A warehouse to our left reminds us this was a trading waterway. The massive (by UK standards) lock was built in 1926 as part of improvements to allow larger barges to reach Nottingham. Commercial traffic has disappeared along with the lock keeper so if the traffic light shows amber boat crew have to operate the lock themselves. Fortunately it is fully mechanised. Below the lock we get the best view of the weir where turbulence in the water fed by sewage treatments outflows from Birmingham, Stoke and all the towns along the way creates that distinctive foam and smell. Don't let this put you off a visit, it soon disperses. It would be surprising to walk along this next reach without seeing a boat on the move. White cruisers, some capable of sea going, or long thin steel 'narrow boats' move more sedately unused to such an expanse of water.

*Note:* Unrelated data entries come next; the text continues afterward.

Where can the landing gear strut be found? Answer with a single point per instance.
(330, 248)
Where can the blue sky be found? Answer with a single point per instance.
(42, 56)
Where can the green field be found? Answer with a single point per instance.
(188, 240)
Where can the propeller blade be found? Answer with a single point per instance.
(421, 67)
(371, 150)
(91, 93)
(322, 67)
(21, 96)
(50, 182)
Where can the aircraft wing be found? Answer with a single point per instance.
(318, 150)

At the time of my walk there was much talk of low river levels and the desperate need for more rain but there was an evident current on the wide and deep Trent. I passed an evaluation site for the installation of more wind turbines. No doubt someone will say not in my backyard. I was interested to see that some of the old towpath double gates have been retained. They can be difficult to operate but they could be a unique feature of the Trent Navigation so worth preserving. Having been around on the internet a steel structure on the left attracts my attention as it might be of interest to The Pylon Appreciation Society. I am also attracted to Fernhill, a new home for sale but out of my league. I quote from the agents blurb:- stunning newly built home, lovingly crafted by one of the Midland's most sought after developers, Guy Phoenix.

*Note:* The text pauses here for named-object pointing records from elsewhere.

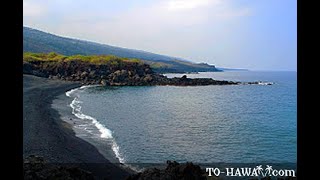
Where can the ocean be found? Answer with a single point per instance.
(202, 124)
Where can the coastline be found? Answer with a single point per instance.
(46, 134)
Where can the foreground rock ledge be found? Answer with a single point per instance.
(129, 74)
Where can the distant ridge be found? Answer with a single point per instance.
(232, 69)
(41, 42)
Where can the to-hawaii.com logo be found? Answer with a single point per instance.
(257, 171)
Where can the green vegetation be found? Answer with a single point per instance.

We leave the river at Hoveringham at what was The Elm Tree Inn which closed many years ago and was converted into a care home but is now apartments. A pub that could today be a gold mine, it's role has been taken by the adjacent Ferry Farm Park Restaurant. A short section of road walking but there's a pavement then around the back of the village through paddocks and finally out through the Cricket ground passing the Reindeer's Boundary Bar with a window that opens out onto the field. With the river section behind us we've moved onto the lakes and streams. Again I am surprised how much water is flowing. A splash turns my head, hoping to see a frog or vole but it's neither. A shoal of small fish dart along through the clear water while lapwings give their pee-wit call from the grass surrounding the lake to our right.
This expanse of water was created during the extraction of sand and gravel by the Hoveringham Gravels Company, a name which spread through the country before it was taken over by Tarmac. I well remember their fleet of orange lorries with Hoveringham in huge block letters down the side and the mammoth logo on the cab door. Now the site is a peaceful haven for wildlife. I was tempted to explore this area by a picture of Hoveringham Mill supplied by a friend and here we are. The approach suggests the public have been pushed behind a hedge, excluded from view but at the last minute our path passes through a gate onto the drive. What a lovely location. Those on horseback can splash through the ford while those on foot use the bridge which offers a raised view of the the fine mill house. I pause to admire the view and listen to the water cascading perhaps over a wheel or more likely a weir within the dilapidated mill.
Immediately our route takes a footpath left and follows the twists and turns of the mill stream, its power now spent. Looking back I can see a scene that Constable would have been pleased to capture on canvas. Entering Caythorpe the house by the bank has a carpet of daffodils and the weeping willow tree is just coming into fresh green leaf, Spring is here. I nearly miss the next mill despite the car having Olde Mill Pottery lettered on the rear. It's the old gear wheel in the wall I initially spot. When I study the map I see that these mills are on the Dover Beck which has Lowdham Mill further upstream passed on a previous walk.